The steam of the Rankine cycle expands in the turbine heat zone, its enthalpy decreases by 150 kJ/kg, after which the condensation of saturated steam at constant pressure in the heat exchanger releases 280 kJ/kg of heat. Determine the thermal efficiency of the cycle.



Answer :

ANSWER :To determine the thermal efficiency of the Rankine cycle, we can use the formula for thermal efficiency, which is given by:

\[

\eta = \frac{W_{\text{net}}}{Q_{\text{in}}}

\]

Where:

- \( W_{\text{net}} \) is the net work output of the cycle.

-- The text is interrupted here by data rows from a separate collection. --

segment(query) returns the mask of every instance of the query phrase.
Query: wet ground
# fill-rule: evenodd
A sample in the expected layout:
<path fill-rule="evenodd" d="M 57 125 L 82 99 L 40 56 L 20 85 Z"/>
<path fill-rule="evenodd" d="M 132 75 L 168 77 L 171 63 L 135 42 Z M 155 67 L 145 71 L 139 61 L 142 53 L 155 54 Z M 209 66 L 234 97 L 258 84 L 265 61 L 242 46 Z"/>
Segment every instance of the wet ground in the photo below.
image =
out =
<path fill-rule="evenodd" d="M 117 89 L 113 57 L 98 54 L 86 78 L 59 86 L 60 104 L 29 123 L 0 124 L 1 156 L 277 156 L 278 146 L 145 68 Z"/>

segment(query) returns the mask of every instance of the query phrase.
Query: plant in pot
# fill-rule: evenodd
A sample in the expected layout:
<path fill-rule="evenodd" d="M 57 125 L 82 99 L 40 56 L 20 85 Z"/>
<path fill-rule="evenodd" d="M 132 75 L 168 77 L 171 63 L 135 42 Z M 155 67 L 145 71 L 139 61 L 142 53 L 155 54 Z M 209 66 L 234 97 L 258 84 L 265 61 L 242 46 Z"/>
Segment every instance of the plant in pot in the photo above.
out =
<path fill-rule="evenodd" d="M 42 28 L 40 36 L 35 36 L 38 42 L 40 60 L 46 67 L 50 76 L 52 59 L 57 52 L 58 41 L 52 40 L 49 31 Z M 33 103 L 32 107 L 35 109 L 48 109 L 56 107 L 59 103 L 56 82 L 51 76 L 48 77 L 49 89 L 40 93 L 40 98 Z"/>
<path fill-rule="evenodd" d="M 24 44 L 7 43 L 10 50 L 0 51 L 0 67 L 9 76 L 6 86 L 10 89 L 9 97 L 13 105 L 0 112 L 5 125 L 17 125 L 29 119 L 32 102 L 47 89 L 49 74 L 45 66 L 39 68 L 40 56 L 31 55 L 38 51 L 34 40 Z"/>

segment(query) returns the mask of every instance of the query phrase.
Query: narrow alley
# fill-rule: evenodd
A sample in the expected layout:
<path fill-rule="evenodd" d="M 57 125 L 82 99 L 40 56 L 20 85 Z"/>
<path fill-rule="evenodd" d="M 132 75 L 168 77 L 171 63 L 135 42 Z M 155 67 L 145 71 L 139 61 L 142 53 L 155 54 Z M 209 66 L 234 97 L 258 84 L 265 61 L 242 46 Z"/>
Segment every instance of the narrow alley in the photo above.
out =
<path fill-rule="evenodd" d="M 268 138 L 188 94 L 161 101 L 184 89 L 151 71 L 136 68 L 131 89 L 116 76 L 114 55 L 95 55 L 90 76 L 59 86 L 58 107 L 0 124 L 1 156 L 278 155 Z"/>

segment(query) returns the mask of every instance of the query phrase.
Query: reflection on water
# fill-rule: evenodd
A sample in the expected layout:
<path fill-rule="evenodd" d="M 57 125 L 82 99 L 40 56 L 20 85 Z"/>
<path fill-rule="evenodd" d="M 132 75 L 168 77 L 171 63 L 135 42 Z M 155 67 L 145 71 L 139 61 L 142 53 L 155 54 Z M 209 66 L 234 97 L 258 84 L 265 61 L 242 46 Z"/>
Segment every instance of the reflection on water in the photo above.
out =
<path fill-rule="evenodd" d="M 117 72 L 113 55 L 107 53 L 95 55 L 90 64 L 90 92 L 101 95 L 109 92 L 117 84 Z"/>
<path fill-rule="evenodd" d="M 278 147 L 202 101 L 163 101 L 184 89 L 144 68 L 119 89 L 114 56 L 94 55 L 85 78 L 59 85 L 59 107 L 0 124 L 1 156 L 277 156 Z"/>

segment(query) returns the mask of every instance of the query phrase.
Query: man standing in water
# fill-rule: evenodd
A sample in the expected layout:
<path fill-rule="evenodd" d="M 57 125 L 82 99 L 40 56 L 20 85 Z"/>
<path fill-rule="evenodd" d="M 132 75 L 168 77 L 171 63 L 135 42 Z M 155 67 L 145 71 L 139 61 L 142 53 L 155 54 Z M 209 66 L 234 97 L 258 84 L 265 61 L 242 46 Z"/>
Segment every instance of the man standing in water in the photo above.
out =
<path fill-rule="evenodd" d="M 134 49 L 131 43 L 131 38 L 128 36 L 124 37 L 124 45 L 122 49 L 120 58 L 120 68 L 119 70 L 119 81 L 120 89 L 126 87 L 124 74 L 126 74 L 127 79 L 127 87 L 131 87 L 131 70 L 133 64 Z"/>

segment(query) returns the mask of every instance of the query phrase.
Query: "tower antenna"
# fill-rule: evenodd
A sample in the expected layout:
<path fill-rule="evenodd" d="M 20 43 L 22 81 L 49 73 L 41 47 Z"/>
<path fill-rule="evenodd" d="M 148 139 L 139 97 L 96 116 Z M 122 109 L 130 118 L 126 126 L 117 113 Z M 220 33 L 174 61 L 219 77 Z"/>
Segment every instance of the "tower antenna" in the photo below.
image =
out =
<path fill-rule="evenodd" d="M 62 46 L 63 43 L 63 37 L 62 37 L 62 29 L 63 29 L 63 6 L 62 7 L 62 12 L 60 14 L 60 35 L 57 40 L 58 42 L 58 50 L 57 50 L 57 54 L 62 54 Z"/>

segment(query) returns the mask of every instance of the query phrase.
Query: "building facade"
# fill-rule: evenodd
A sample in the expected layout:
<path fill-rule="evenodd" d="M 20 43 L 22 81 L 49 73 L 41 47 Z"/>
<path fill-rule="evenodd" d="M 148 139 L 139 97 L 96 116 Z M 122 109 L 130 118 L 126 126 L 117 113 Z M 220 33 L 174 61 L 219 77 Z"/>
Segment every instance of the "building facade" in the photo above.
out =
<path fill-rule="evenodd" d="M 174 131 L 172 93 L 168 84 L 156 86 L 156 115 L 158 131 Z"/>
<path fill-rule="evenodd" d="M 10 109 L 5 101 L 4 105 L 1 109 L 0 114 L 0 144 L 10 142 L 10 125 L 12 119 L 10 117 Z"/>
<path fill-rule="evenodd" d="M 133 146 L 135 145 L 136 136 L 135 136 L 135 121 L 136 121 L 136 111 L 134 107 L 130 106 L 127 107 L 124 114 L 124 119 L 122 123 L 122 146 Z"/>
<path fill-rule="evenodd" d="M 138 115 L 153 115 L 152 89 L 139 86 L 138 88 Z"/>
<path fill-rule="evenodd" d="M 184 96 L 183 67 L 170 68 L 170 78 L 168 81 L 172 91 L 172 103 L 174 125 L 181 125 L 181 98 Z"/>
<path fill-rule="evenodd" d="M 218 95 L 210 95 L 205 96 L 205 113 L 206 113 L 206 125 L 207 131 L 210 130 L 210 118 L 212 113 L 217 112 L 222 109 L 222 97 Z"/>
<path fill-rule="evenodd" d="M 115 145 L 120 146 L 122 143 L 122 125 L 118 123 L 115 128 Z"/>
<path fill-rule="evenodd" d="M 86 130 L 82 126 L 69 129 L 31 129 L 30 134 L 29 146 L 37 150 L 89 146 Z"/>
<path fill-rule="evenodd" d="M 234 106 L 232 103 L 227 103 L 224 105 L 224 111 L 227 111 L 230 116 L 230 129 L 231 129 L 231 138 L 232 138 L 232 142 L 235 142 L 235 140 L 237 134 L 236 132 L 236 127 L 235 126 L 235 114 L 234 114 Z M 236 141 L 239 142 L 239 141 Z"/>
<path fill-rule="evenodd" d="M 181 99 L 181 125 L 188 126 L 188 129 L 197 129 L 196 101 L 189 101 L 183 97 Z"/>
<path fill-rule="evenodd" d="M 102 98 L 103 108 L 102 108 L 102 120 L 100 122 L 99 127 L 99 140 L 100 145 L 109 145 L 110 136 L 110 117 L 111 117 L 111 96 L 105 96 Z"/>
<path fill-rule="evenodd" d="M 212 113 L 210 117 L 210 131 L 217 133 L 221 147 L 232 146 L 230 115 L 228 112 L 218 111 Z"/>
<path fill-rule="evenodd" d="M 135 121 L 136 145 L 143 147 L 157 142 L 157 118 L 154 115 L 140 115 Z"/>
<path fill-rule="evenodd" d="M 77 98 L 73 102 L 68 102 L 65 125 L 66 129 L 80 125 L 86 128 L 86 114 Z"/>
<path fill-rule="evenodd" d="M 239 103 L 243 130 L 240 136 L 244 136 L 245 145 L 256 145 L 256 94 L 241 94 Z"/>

- \( Q_{\text{in}} \) is the heat input to the cycle.

In a Rankine cycle:

- \( W_{\text{turbine}} = \text{enthalpy decrease in turbine} \)

- \( Q_{\text{out}} = \text{heat released in the condenser} \)

Given:

- The enthalpy decreases by 150 kJ/kg in the turbine.

- The heat released during condensation is 280 kJ/kg.

To find \( Q_{\text{in}} \), we note that the enthalpy decrease in the turbine is part of the work output and does not directly give us the heat input. However, the heat input in a Rankine cycle is typically the heat added in the boiler, which can be derived if we have the enthalpy values or the heat release values for the condensation.

### Steps to calculate thermal efficiency:

1. **Determine the work done by the turbine (\( W_{\text{turbine}} \)):**

\[

W_{\text{turbine}} = 150 \, \text{kJ/kg}

\]

2. **Determine the heat released in the condenser (\( Q_{\text{out}} \)):**

\[

Q_{\text{out}} = 280 \, \text{kJ/kg}

\]

3. **Use the principle of energy conservation in a cycle:**

\[

Q_{\text{in}} = W_{\text{net}} + Q_{\text{out}}

\]

Here, \( W_{\text{net}} \) is the work output of the cycle, which is the work done by the turbine minus the work consumed by the pump. For simplicity, let's assume the work consumed by the pump is negligible compared to the turbine work. So,

\[

W_{\text{net}} \approx W_{\text{turbine}}

\]

4. **Calculate the net work output:**

\[

W_{\text{net}} = 150 \, \text{kJ/kg}

\]

5. **Calculate the heat input (\( Q_{\text{in}} \)):**

\[

Q_{\text{in}} = W_{\text{net}} + Q_{\text{out}} = 150 \, \text{kJ/kg} + 280 \, \text{kJ/kg} = 430 \, \text{kJ/kg}

\]

6. **Determine the thermal efficiency (\( \eta \)):**

\[

\eta = \frac{W_{\text{net}}}{Q_{\text{in}}} = \frac{150 \, \text{kJ/kg}}{430 \, \text{kJ/kg}}

\]

\[

\eta = \frac{150}{430} \approx 0.349

\]

\[

\eta \approx 34.9\%

\]

Thus, the thermal efficiency of the Rankine cycle is approximately \( 34.9\% \).